Yea I was thinking that there is some sort of parallel to datacenters, where it's lowest latency to route everyone to their closest DC but in practice people usually route a certain percentage of traffic to standby datacenters which are farther away to make sure they're still working.
You lose some efficiency but gain in resilience. Nowadays big internet companies have all sorts of Disaster Recovery plans.
BCP is the way, this is all risk management. Get financial lenders to insist on insurance, the insurance companies will figure out how to measure supply chain risk.
> where it's lowest latency to route everyone to their closest DC but in practice people usually route a certain percentage of traffic to standby datacenters which are farther away to make sure they're still working.
Are you keeping your own data center in addition to the AWS/GCP/Azure? Because that's the exact same premise.
I'm sure people have many good ideas.

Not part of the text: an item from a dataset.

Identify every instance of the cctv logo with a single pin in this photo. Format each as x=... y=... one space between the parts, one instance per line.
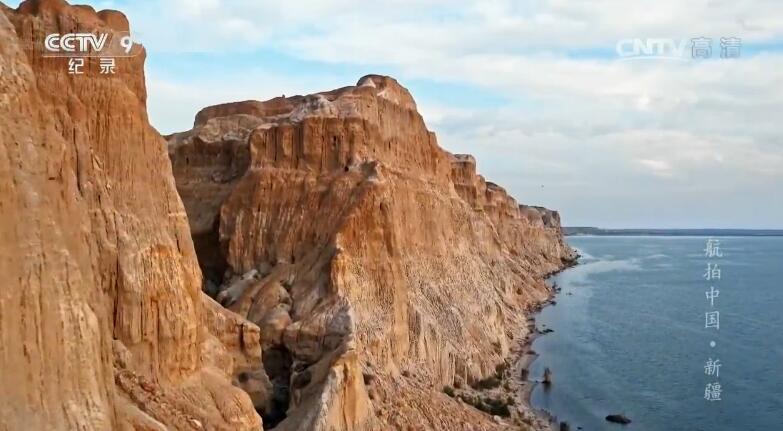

Two things that come to mind are: extend the Berry Amendment to the entire US Federal Government and designate certain products such as medicine as critical and require that they be manufactured in the US in order to be sold here.
Tariffs, subsidies, legal mandates, direct government spending (the US military frets about the industrial base and does a lot of this). Take your pick. Plenty of other solutions as well. They all have different costs and benefits, but it’s at least possible theoretically.
That's a genuine question, by the way. I'm curious.